Just to add my thoughts, it is normal to feel this way. Pooh bear is a red head and me and dh are both brown and we were told pinky had dark hair and she is a little blondie, so we are a real mixed bunch, but i still get coments that pooh bear looks like me and pinky looks like him, so what ever the hair colour it will be fine.  

Infact i was hoping more for a red head this time to match pooh bear. 

I hope it is all going well.

PBMx


----------



## bluebells (Apr 3, 2006)

Ever, 

I haven't had a chance to read all the threads on this post, but thought you would be interested to hear my Mum & Dad have dark brown and light brown hair, as do me and my elder sister, but my little sis has ginger hair! 

Apparently my granny used to have ginger hair and it skipped a generation. 

Hope this helps you with your decision & good luck!

Bluebells xxxx


----------



## bluebells (Apr 3, 2006)

P.S My niece is the same, auburn with brown haired parents and a real stunner 

Bluebells x


----------



## everhopeful (Feb 19, 2004)

Thanks girls for all your comments  

PBM - I'm feeling quite like you.... I'm more wanting new baby to match dd's appearance than anything else.

Bluebells - We know full well that in the event of any natural child, chances are we would've had a redhead as both our mum's mothers had red hair.
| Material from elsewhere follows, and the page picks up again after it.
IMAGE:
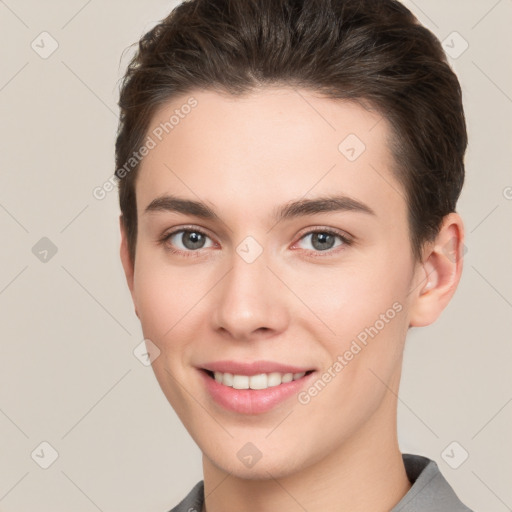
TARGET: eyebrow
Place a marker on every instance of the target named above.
(293, 209)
And so far it hasnt come out in the latest generation!
Until now!!!


----------



## Old Timer (Jan 23, 2005)

Good luck Ever!
Keeping everything crossed for you.
Love
OT x


----------



## cowardly custard (Nov 12, 2005)

Me too, everything is crossed for you!


----------



## ♥ M J ♥ (Apr 17, 2004)

for you Ever, dh and DD  

x


----------